Since finding this forum I have spent more time on it (admittedly greatly widening my knowledge and attempting to give info to others) than I have in researching my own tree which was the whole point of joining the forum in the first place! I just love the thrill of a new research I guess!

However, having decided today that I needed to pin down my Scottish forebears so that I could attempt to complete my 89 year old Dad's "Cullen History Book", I bit the bullet and bought some Scotland's People credits.

The Upside is I have managed to get marriage certs and birth certs two generations back than I was before. Also, excitingly, I now have a retired coalminer who has become a shepherd and a widow who has become a flowerer! (note previous thread of prostitutes versus Ag. Labourers!). Makes a change to my consistent Coalminers and Bricklayers for over 200 years paternal and maternal respectively. Mind you, as my Dad pointed out, there's no shame in coming from a hard working, working class family!

The downside My research today has also revealed that two of my coalmining forebears died in the mines. William Winning in 1858 was crushed in a mine and his son John Winning died in 1865 in a mine explosion.

Another thing: I suspect, but haven't yet proved, that my GG Grandmother was in the Magdaline Home in Glasgow in 1881. This was a place for "Fallen Women" which could have been anything from prostitutes, petty criminals, unmarried mother and any other woman who didn't fit into the normal social respectable norm of the time. (There was a horrifying documentary a year or so ago on Magdaline Homes in Ireland that showed the harshness of the regime).

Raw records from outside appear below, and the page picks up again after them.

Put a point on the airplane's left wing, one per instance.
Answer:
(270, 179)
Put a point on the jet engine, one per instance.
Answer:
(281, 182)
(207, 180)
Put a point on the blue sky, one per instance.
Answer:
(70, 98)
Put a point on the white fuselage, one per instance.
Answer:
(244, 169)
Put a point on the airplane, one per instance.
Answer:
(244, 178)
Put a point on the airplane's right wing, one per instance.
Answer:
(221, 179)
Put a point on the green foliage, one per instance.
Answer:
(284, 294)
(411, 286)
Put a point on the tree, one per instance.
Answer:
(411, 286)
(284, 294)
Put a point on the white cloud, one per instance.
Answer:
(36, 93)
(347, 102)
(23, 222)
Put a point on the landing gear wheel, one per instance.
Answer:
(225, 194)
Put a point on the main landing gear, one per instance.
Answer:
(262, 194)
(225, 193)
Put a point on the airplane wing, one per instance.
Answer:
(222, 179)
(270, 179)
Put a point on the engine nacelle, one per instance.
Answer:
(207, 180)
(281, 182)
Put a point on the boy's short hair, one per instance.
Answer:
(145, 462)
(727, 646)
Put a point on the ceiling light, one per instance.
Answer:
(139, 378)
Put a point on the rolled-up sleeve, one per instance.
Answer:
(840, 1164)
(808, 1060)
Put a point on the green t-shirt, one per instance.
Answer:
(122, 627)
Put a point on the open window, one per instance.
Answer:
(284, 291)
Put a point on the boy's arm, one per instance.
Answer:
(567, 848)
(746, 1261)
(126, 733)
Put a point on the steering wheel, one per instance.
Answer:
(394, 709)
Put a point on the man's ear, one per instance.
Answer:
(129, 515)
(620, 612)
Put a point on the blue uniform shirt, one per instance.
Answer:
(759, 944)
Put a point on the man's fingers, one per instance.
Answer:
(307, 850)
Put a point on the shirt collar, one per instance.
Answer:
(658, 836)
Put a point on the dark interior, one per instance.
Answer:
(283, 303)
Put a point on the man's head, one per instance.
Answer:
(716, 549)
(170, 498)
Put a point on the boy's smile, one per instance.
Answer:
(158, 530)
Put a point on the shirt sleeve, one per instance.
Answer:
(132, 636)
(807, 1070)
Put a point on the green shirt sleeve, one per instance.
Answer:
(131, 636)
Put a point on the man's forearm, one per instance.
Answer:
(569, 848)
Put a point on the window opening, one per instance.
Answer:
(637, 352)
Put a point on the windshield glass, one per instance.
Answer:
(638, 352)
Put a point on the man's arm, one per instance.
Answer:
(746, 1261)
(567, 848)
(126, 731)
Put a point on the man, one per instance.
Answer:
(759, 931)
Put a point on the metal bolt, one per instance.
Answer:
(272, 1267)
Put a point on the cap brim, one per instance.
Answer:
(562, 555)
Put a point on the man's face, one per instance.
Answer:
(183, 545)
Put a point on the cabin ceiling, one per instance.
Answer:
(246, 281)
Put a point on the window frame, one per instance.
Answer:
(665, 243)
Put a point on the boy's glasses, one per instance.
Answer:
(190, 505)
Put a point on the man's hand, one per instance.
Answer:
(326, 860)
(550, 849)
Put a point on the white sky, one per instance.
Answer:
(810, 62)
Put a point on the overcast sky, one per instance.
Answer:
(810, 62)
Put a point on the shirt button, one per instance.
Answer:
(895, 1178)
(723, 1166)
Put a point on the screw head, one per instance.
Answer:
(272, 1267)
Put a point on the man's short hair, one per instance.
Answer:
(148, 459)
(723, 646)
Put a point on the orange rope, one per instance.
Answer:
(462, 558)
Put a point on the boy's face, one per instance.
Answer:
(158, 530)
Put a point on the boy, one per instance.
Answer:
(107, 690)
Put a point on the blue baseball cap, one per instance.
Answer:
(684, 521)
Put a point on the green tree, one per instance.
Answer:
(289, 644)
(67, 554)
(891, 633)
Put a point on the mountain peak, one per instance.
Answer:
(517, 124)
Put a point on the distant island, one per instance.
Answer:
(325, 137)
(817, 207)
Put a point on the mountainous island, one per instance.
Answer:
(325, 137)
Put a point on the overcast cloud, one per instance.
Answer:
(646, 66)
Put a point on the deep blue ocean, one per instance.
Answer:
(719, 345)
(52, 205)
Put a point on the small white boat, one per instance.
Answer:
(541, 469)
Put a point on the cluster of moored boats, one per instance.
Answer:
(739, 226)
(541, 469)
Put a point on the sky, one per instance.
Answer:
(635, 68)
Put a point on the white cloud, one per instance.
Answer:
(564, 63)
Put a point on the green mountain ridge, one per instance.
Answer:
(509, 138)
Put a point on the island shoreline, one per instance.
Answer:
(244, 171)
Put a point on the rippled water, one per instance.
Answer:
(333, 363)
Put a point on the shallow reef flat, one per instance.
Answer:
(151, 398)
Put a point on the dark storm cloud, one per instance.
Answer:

If I prove that my relative spent some time here I doubt I will tell my Dad this about his Grandmother!).

Rubina

Procat
09-11-2008, 1:42 AM
Well done Rubina.

It's funny how different people react when you find things like that.

My 88 year old Mum is interested in everything warts and all. Yet there are others in the family who I need to be very circumspect about sharing things with.

Astoria
09-11-2008, 10:36 AM
Congratulations on your finds, I agree with Doug you are right to keep certain information secret from your dad, I think he would be more upset by her possible treatment than the reason she was there in the first place.

Peter Goodey
09-11-2008, 11:03 AM
The only downside for a researcher is getting stuck :)

Aislin
09-11-2008, 6:01 PM
The only downside for a researcher is getting stuck :)

But the upside to being stuck is you get to help others chip away at their ancestors. Sometimes working with another's genealogy leads to insights for your own.